Abstract
Understanding ecosystem’s response to perturbations is essential to get an idea of ecological organization and function. May started a debate in 1973. The debate revolved around ‘stability’ and ‘complexity’ in ecological systems. In the same year, C. S. Holling in British Columbia came up with imaginative theories of ecosystem function. Engineering resilience and ecological resilience are two main tenets of his theory. These theories help us analyze an ecosystem’s response to perturbations; e.g., changes in sea surface temperature (SST), other climatic variables, disease and habitat fragmentation, etc. Ecological systems are complex systems. An idiosyncratic feature of complex systems is that the whole behaves in an entirely different fashion than the parts.
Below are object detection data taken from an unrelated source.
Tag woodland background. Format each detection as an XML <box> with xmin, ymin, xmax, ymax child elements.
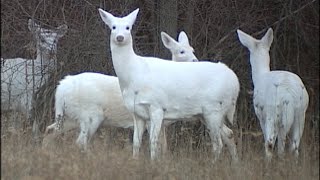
<box><xmin>1</xmin><ymin>0</ymin><xmax>320</xmax><ymax>177</ymax></box>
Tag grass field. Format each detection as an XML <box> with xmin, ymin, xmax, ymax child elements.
<box><xmin>1</xmin><ymin>114</ymin><xmax>319</xmax><ymax>180</ymax></box>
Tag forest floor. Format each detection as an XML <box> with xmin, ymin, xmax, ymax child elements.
<box><xmin>1</xmin><ymin>114</ymin><xmax>319</xmax><ymax>180</ymax></box>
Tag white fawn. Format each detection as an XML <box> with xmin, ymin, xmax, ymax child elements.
<box><xmin>237</xmin><ymin>28</ymin><xmax>309</xmax><ymax>161</ymax></box>
<box><xmin>99</xmin><ymin>9</ymin><xmax>239</xmax><ymax>161</ymax></box>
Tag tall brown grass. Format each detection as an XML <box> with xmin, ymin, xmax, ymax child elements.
<box><xmin>1</xmin><ymin>116</ymin><xmax>319</xmax><ymax>180</ymax></box>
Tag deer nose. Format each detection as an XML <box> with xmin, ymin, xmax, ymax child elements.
<box><xmin>117</xmin><ymin>36</ymin><xmax>124</xmax><ymax>42</ymax></box>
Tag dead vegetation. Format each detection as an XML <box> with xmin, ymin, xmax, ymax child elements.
<box><xmin>1</xmin><ymin>0</ymin><xmax>320</xmax><ymax>180</ymax></box>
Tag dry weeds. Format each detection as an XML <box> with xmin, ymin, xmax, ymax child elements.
<box><xmin>1</xmin><ymin>114</ymin><xmax>319</xmax><ymax>180</ymax></box>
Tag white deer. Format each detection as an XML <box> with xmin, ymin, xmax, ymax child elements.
<box><xmin>99</xmin><ymin>9</ymin><xmax>239</xmax><ymax>161</ymax></box>
<box><xmin>1</xmin><ymin>19</ymin><xmax>68</xmax><ymax>121</ymax></box>
<box><xmin>237</xmin><ymin>28</ymin><xmax>309</xmax><ymax>161</ymax></box>
<box><xmin>161</xmin><ymin>31</ymin><xmax>238</xmax><ymax>162</ymax></box>
<box><xmin>43</xmin><ymin>31</ymin><xmax>197</xmax><ymax>152</ymax></box>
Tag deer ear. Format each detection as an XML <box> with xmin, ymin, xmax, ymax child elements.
<box><xmin>261</xmin><ymin>28</ymin><xmax>273</xmax><ymax>48</ymax></box>
<box><xmin>161</xmin><ymin>31</ymin><xmax>177</xmax><ymax>49</ymax></box>
<box><xmin>57</xmin><ymin>24</ymin><xmax>68</xmax><ymax>38</ymax></box>
<box><xmin>237</xmin><ymin>29</ymin><xmax>257</xmax><ymax>51</ymax></box>
<box><xmin>98</xmin><ymin>8</ymin><xmax>115</xmax><ymax>29</ymax></box>
<box><xmin>28</xmin><ymin>19</ymin><xmax>40</xmax><ymax>32</ymax></box>
<box><xmin>124</xmin><ymin>8</ymin><xmax>139</xmax><ymax>26</ymax></box>
<box><xmin>178</xmin><ymin>31</ymin><xmax>190</xmax><ymax>46</ymax></box>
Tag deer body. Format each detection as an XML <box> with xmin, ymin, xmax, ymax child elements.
<box><xmin>1</xmin><ymin>19</ymin><xmax>67</xmax><ymax>118</ymax></box>
<box><xmin>99</xmin><ymin>9</ymin><xmax>239</xmax><ymax>160</ymax></box>
<box><xmin>237</xmin><ymin>28</ymin><xmax>309</xmax><ymax>160</ymax></box>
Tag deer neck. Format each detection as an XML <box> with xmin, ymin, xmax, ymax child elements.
<box><xmin>34</xmin><ymin>47</ymin><xmax>57</xmax><ymax>75</ymax></box>
<box><xmin>110</xmin><ymin>40</ymin><xmax>139</xmax><ymax>89</ymax></box>
<box><xmin>250</xmin><ymin>53</ymin><xmax>270</xmax><ymax>85</ymax></box>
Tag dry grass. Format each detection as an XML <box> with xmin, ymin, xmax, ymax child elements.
<box><xmin>1</xmin><ymin>114</ymin><xmax>319</xmax><ymax>180</ymax></box>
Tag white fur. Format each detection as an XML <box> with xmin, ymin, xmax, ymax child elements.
<box><xmin>161</xmin><ymin>31</ymin><xmax>238</xmax><ymax>161</ymax></box>
<box><xmin>99</xmin><ymin>9</ymin><xmax>239</xmax><ymax>160</ymax></box>
<box><xmin>1</xmin><ymin>19</ymin><xmax>68</xmax><ymax>116</ymax></box>
<box><xmin>237</xmin><ymin>28</ymin><xmax>309</xmax><ymax>160</ymax></box>
<box><xmin>45</xmin><ymin>33</ymin><xmax>195</xmax><ymax>151</ymax></box>
<box><xmin>161</xmin><ymin>31</ymin><xmax>198</xmax><ymax>62</ymax></box>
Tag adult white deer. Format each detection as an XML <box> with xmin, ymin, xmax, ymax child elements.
<box><xmin>237</xmin><ymin>28</ymin><xmax>309</xmax><ymax>161</ymax></box>
<box><xmin>161</xmin><ymin>31</ymin><xmax>238</xmax><ymax>162</ymax></box>
<box><xmin>43</xmin><ymin>29</ymin><xmax>198</xmax><ymax>152</ymax></box>
<box><xmin>99</xmin><ymin>9</ymin><xmax>239</xmax><ymax>161</ymax></box>
<box><xmin>1</xmin><ymin>19</ymin><xmax>68</xmax><ymax>122</ymax></box>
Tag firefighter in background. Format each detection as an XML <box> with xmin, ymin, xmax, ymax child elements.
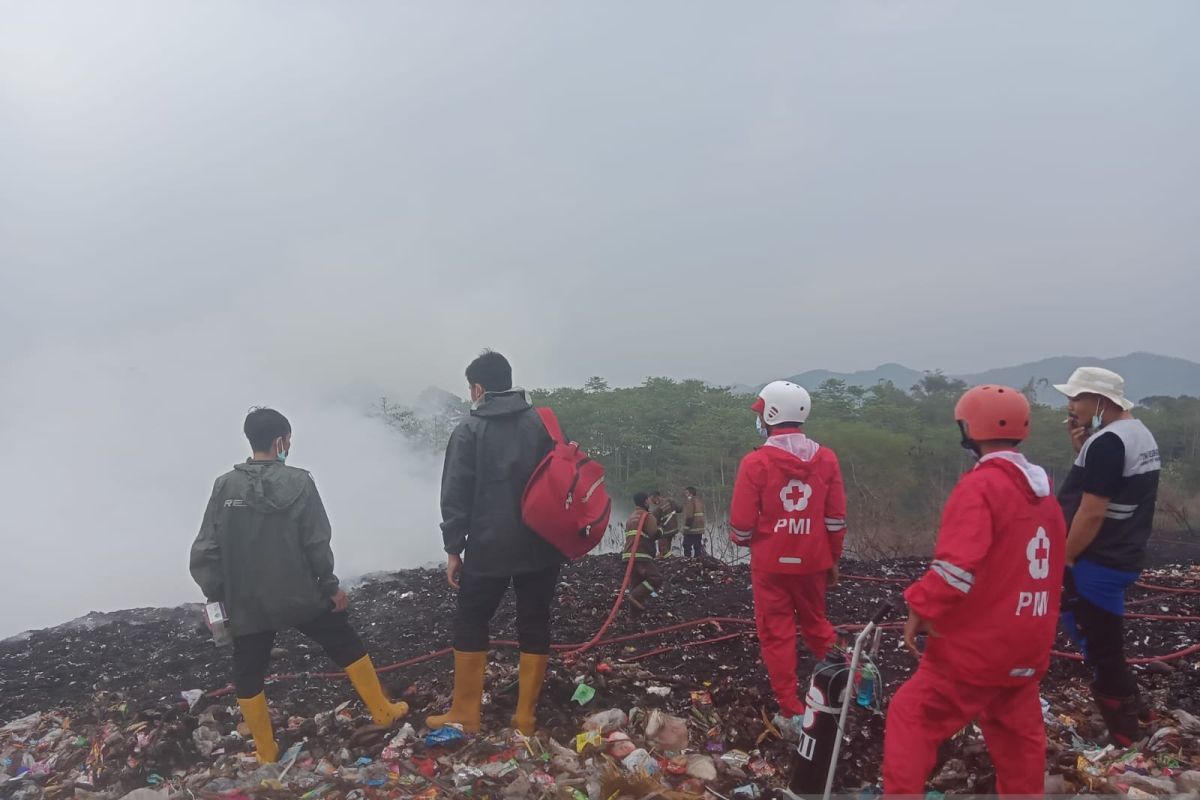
<box><xmin>730</xmin><ymin>380</ymin><xmax>846</xmax><ymax>723</ymax></box>
<box><xmin>683</xmin><ymin>486</ymin><xmax>704</xmax><ymax>559</ymax></box>
<box><xmin>620</xmin><ymin>492</ymin><xmax>662</xmax><ymax>615</ymax></box>
<box><xmin>650</xmin><ymin>489</ymin><xmax>683</xmax><ymax>559</ymax></box>
<box><xmin>883</xmin><ymin>386</ymin><xmax>1067</xmax><ymax>796</ymax></box>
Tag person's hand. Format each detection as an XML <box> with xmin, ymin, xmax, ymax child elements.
<box><xmin>1067</xmin><ymin>416</ymin><xmax>1087</xmax><ymax>453</ymax></box>
<box><xmin>330</xmin><ymin>589</ymin><xmax>350</xmax><ymax>614</ymax></box>
<box><xmin>446</xmin><ymin>553</ymin><xmax>462</xmax><ymax>589</ymax></box>
<box><xmin>904</xmin><ymin>608</ymin><xmax>937</xmax><ymax>661</ymax></box>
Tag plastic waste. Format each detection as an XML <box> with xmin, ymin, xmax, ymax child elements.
<box><xmin>608</xmin><ymin>730</ymin><xmax>637</xmax><ymax>758</ymax></box>
<box><xmin>620</xmin><ymin>747</ymin><xmax>659</xmax><ymax>775</ymax></box>
<box><xmin>688</xmin><ymin>753</ymin><xmax>716</xmax><ymax>781</ymax></box>
<box><xmin>575</xmin><ymin>730</ymin><xmax>604</xmax><ymax>753</ymax></box>
<box><xmin>856</xmin><ymin>663</ymin><xmax>880</xmax><ymax>709</ymax></box>
<box><xmin>583</xmin><ymin>709</ymin><xmax>629</xmax><ymax>733</ymax></box>
<box><xmin>646</xmin><ymin>709</ymin><xmax>688</xmax><ymax>751</ymax></box>
<box><xmin>204</xmin><ymin>603</ymin><xmax>233</xmax><ymax>648</ymax></box>
<box><xmin>425</xmin><ymin>724</ymin><xmax>467</xmax><ymax>747</ymax></box>
<box><xmin>571</xmin><ymin>684</ymin><xmax>596</xmax><ymax>705</ymax></box>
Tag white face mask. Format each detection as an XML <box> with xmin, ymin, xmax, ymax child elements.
<box><xmin>1092</xmin><ymin>401</ymin><xmax>1104</xmax><ymax>433</ymax></box>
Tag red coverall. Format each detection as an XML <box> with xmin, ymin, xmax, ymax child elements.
<box><xmin>883</xmin><ymin>451</ymin><xmax>1067</xmax><ymax>796</ymax></box>
<box><xmin>730</xmin><ymin>432</ymin><xmax>846</xmax><ymax>716</ymax></box>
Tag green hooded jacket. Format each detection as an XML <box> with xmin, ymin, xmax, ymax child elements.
<box><xmin>191</xmin><ymin>461</ymin><xmax>337</xmax><ymax>636</ymax></box>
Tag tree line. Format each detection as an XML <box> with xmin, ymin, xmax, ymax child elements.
<box><xmin>373</xmin><ymin>372</ymin><xmax>1200</xmax><ymax>558</ymax></box>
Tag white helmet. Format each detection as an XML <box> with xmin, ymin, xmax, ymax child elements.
<box><xmin>750</xmin><ymin>380</ymin><xmax>812</xmax><ymax>425</ymax></box>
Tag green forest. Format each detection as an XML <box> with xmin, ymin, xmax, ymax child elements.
<box><xmin>378</xmin><ymin>372</ymin><xmax>1200</xmax><ymax>558</ymax></box>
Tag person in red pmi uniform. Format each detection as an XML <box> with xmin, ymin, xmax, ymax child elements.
<box><xmin>730</xmin><ymin>380</ymin><xmax>846</xmax><ymax>721</ymax></box>
<box><xmin>883</xmin><ymin>386</ymin><xmax>1067</xmax><ymax>796</ymax></box>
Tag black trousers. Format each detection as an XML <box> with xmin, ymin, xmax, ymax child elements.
<box><xmin>1062</xmin><ymin>571</ymin><xmax>1138</xmax><ymax>697</ymax></box>
<box><xmin>233</xmin><ymin>610</ymin><xmax>367</xmax><ymax>699</ymax></box>
<box><xmin>454</xmin><ymin>564</ymin><xmax>560</xmax><ymax>656</ymax></box>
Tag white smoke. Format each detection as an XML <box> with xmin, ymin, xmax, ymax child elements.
<box><xmin>0</xmin><ymin>278</ymin><xmax>496</xmax><ymax>637</ymax></box>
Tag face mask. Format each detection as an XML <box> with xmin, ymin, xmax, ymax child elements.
<box><xmin>1092</xmin><ymin>401</ymin><xmax>1104</xmax><ymax>431</ymax></box>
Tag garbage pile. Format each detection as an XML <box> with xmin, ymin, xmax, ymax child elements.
<box><xmin>0</xmin><ymin>546</ymin><xmax>1200</xmax><ymax>800</ymax></box>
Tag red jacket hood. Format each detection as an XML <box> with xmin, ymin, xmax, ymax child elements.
<box><xmin>762</xmin><ymin>433</ymin><xmax>821</xmax><ymax>474</ymax></box>
<box><xmin>974</xmin><ymin>450</ymin><xmax>1050</xmax><ymax>500</ymax></box>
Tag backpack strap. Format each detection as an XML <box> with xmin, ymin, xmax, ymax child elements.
<box><xmin>534</xmin><ymin>407</ymin><xmax>563</xmax><ymax>444</ymax></box>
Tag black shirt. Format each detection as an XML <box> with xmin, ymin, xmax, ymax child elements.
<box><xmin>1058</xmin><ymin>420</ymin><xmax>1162</xmax><ymax>571</ymax></box>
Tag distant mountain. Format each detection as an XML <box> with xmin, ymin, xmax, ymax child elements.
<box><xmin>732</xmin><ymin>353</ymin><xmax>1200</xmax><ymax>405</ymax></box>
<box><xmin>961</xmin><ymin>353</ymin><xmax>1200</xmax><ymax>405</ymax></box>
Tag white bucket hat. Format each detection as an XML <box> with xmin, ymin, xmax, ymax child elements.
<box><xmin>1054</xmin><ymin>367</ymin><xmax>1133</xmax><ymax>411</ymax></box>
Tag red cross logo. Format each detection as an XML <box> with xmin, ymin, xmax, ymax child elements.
<box><xmin>779</xmin><ymin>479</ymin><xmax>812</xmax><ymax>511</ymax></box>
<box><xmin>1025</xmin><ymin>528</ymin><xmax>1050</xmax><ymax>581</ymax></box>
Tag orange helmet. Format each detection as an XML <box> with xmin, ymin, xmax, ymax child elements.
<box><xmin>954</xmin><ymin>385</ymin><xmax>1031</xmax><ymax>441</ymax></box>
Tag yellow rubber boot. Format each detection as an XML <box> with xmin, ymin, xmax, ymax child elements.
<box><xmin>512</xmin><ymin>652</ymin><xmax>550</xmax><ymax>736</ymax></box>
<box><xmin>425</xmin><ymin>650</ymin><xmax>487</xmax><ymax>733</ymax></box>
<box><xmin>346</xmin><ymin>656</ymin><xmax>408</xmax><ymax>727</ymax></box>
<box><xmin>238</xmin><ymin>692</ymin><xmax>280</xmax><ymax>764</ymax></box>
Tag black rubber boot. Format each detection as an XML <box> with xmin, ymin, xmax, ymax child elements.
<box><xmin>1092</xmin><ymin>688</ymin><xmax>1139</xmax><ymax>747</ymax></box>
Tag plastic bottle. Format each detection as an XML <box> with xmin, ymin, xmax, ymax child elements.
<box><xmin>858</xmin><ymin>663</ymin><xmax>880</xmax><ymax>709</ymax></box>
<box><xmin>204</xmin><ymin>603</ymin><xmax>233</xmax><ymax>648</ymax></box>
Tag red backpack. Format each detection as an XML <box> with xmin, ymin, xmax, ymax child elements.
<box><xmin>521</xmin><ymin>408</ymin><xmax>612</xmax><ymax>559</ymax></box>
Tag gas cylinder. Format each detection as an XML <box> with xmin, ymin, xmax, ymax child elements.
<box><xmin>788</xmin><ymin>649</ymin><xmax>850</xmax><ymax>795</ymax></box>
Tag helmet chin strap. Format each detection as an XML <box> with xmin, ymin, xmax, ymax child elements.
<box><xmin>959</xmin><ymin>420</ymin><xmax>982</xmax><ymax>461</ymax></box>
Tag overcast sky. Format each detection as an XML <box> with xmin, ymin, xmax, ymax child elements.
<box><xmin>0</xmin><ymin>0</ymin><xmax>1200</xmax><ymax>633</ymax></box>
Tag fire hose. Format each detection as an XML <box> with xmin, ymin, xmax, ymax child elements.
<box><xmin>201</xmin><ymin>563</ymin><xmax>1200</xmax><ymax>698</ymax></box>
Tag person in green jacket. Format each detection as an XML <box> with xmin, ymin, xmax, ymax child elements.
<box><xmin>191</xmin><ymin>408</ymin><xmax>408</xmax><ymax>764</ymax></box>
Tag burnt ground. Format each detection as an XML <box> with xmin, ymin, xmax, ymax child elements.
<box><xmin>0</xmin><ymin>532</ymin><xmax>1200</xmax><ymax>796</ymax></box>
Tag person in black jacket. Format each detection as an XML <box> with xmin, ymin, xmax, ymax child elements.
<box><xmin>425</xmin><ymin>350</ymin><xmax>563</xmax><ymax>735</ymax></box>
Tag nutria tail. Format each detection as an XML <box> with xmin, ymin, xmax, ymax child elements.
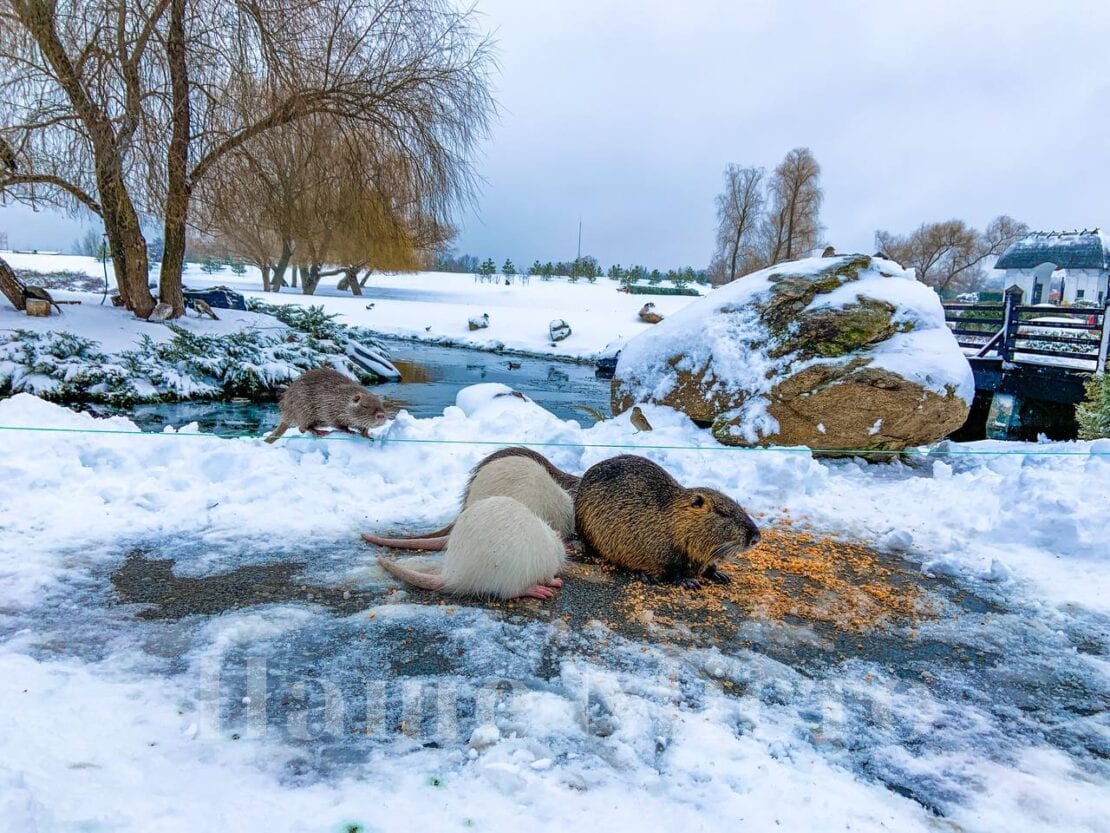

Concepts and techniques of Newtonian mechanics hardly apply to such systems. What applies to them is new kind of dynamics called non–linear dynamics. The Chapter describes all necessary concepts from this discipline. The research on discontinuities in ecological systems suggests the presence of adaptive cycles across the scales of a panarchy; a nested set of adaptive cycles operating at discrete levels. A system’s resilience depends on the interconnections between structure and dynamics at multiple scales. Complex systems are more resilient when the threshold between a given dynamic regime and an alternate regime is higher.
Keywords: Structure, Organization, Function, Species diversity, Genetic diversity, Domain of attraction, Basin of attraction, Information, Entropy, Perturbations, Climate change, Global ecological change, Integro–differential equations, Complex systems, Nonlinear Dynamics, Cause and effect, Adaptive cycles, Panarchy, Resilient systems, Dynamic regime, Multiple scales.